Mapping The Bell Jar
Together, we will create a map Sylvia Plath’s novel The Bell Jar. You will receive an invitation to join a shared Google Map. We will each add one pin and an annotation of a place from the first 98 pages of the novel. Your annotation will analyze the passage from the novel to which the location refers, addressing why it matters in terms of the novel (as far as we have read), the location’s historical significance, and any other details you find that shed light on why it matters in the novel or in light of Plath’s biography. Your annotations can include other images, such as street views, historical photographs, or links to video footage or other texts. Make sure to cite all sources for the content of the annotation. Be creative in the locations you seek. You can also figure out their distances from each other and consider how this alters your sense of the novel.
Locations can be both from the novel and from Plath’s life, and your annotation will address why what you have found matters in terms of your sense of the novel. Possible locations include the United Nations, Bloomingdale’s, Sing Sing Prison, Ladies’ Day, Mademoisellemagazine (where Plath worked in 1953), Smith College, Haven House dorm (Plath’s first year residence), the Amazon/Barbizon Hotel, Yale University, the movie theatre where the guest editors become ill, Lenny Shepherd’s apartment (the narrator gives directions from the Amazon/Barbizon Hotel).
You are also welcome to add locations that occur later in the novel. You can choose whether to add lines between locations or to leave them unlinked, noting in your annotation the page on which the event occurs, or the pages if you are commenting on a character’s subsequent visit or memory of a place. You can also group map locations into layers on the map and color code and group them, by chapter or by topic.

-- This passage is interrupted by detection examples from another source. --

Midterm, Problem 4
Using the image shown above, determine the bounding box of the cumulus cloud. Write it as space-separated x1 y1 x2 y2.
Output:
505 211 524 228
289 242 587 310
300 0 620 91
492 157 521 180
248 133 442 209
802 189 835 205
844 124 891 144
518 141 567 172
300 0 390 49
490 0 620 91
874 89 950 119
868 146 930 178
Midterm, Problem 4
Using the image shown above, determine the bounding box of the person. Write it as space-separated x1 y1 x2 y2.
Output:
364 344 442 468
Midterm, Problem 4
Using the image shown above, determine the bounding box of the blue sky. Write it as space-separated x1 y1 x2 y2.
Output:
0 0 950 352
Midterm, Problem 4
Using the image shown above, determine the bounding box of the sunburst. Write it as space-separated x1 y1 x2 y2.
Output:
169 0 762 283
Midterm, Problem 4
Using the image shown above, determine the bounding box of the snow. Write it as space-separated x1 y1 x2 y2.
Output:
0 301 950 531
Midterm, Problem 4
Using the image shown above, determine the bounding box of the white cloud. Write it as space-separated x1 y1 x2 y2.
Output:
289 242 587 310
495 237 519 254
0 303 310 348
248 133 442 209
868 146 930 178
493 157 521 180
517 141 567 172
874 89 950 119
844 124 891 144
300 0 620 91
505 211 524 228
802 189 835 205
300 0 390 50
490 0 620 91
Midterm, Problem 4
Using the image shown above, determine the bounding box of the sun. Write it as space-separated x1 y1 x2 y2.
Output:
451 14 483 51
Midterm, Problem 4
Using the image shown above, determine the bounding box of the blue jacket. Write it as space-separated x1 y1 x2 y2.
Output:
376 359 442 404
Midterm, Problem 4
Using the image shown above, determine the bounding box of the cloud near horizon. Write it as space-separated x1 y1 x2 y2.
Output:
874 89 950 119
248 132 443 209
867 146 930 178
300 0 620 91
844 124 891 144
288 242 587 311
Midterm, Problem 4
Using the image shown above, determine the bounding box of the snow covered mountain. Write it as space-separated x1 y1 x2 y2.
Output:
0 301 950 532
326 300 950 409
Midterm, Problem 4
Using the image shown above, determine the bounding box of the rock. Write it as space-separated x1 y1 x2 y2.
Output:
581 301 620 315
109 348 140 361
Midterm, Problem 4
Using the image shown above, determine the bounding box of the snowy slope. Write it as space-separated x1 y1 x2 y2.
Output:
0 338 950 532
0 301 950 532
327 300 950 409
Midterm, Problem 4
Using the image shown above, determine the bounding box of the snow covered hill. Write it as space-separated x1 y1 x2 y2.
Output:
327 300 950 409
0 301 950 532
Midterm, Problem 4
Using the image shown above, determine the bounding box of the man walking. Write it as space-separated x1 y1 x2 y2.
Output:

You should also cite and consult resources like Elizabeth Winder's Pain, Parties, and Work: Sylvia Plath's in New York, Summer 1953, The Unabridged Journals of Sylvia Plath, Tracy Brain's The Other Sylvia Plath, and Plath’s correspondence in the Letters of Sylvia Plath: Volume 1. Some of these texts are searchable on Amazon. Peter Steinberg’s Sylvia Plath Photograph Albums from Plath’s time in New York will also be particularly useful, as is his blog, Sylvia Plath Info. Your map can provide a resource, complementing the Sylvia Plath Map of Northampton, but with further annotations.
You will post locations and annotations on a first come, first served basis. The first students to add to the map, get first choice of locations. You can also add to another student’s annotation. Your Discussion Board posting this week will address your contribution to the map, so you can specify what you added and why it matters. You will compose a 150-word response about your addition to the map and what researching it allowed you to understand about the text as a whole, analyzing at least one quotation from the text to make your point. Add your posting to the Discussion Board this week by clicking “Create Thread.”
Your map annotation and your Discussion Board posting must use your own words and appropriate use of quotation. You must cite all sources you have consulted, including webpages. You should also attribute sources of images and content on the map itself.